Lake in Staffordshire, England

Blakemere Pond, also known as Black Mere Pool or Mermaid's Pond, is a small, natural lake in Staffordshire, England, six miles north-east of Leek. The pond is the subject of an enduring legend that claims that the water is haunted by the ghost of a mermaid.

== History ==
The earliest known record of the lake is from 1686, when Robert Plot wrote about it in his book The Natural History of Staffordshire. According to this text, the pond used to be much larger than its current diameter of 50 yd. There is some evidence of an artificial trench dug towards its eastern shore which could be the remnants of an attempt to lower the water level.

Over the centuries the pond has been the scene of a number of drownings and a murder when, in 1679, a woman pedlar was reportedly dumped in the pool by a local serial killer.

== Legend of the mermaid ==
The local legend of Blakemere Pond tells of a beautiful young woman who rejected the advances of a local man named Joshua Linnet. Unable to accept the rejection, Joshua accused the woman of being a witch and he managed to convince the local townsfolk to drown her in Blakemere Pond. With her final breath, however, the young woman is told to have muttered a curse against Joshua and three days later his body was found by the pool, his face covered with claw marks.

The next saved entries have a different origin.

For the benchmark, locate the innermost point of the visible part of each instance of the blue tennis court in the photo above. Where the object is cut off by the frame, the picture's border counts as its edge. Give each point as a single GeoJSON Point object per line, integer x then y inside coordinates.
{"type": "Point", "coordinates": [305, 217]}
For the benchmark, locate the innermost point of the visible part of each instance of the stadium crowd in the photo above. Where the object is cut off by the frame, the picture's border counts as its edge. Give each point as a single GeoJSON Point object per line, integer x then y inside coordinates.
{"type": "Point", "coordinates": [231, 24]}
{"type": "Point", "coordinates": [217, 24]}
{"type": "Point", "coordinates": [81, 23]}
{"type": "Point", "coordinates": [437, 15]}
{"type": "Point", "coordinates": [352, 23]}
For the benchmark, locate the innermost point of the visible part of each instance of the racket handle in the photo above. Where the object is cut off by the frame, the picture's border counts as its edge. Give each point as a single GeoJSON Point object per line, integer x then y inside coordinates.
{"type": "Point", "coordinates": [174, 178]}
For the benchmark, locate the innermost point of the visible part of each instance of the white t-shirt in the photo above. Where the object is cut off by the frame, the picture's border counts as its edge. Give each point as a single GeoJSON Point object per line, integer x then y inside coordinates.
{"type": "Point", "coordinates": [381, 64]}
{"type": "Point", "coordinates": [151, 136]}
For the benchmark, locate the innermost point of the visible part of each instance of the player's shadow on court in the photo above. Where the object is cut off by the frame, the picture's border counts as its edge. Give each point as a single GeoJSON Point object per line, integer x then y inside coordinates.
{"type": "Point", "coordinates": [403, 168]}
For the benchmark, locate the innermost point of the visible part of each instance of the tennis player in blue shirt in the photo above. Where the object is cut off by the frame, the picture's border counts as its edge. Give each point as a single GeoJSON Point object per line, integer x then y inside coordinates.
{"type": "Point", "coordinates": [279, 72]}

The last recorded sighting of the mermaid was in the mid-19th century when a group of locals attempted to drain the lake to see if the pool was indeed bottomless as claimed. Shortly after they began digging at the southern end of the pool (where a drainage ditch can still be seen to this day), it is said that the mermaid appeared from the lake and threatened to flood the nearby towns of Leek and Leekfrith unless they ceased their activities immediately. The source of the story, the folklorist Charlotte S. Burne, records the placename as 'Black Mere'.

== Physical dimensions ==
The pond is near circular with an approximate diameter of 50 yd. In 1958 a member of the British Sub-Aqua Club established that, at its deepest point, the pool is no more than 6 ft deep and has a muddy bottom.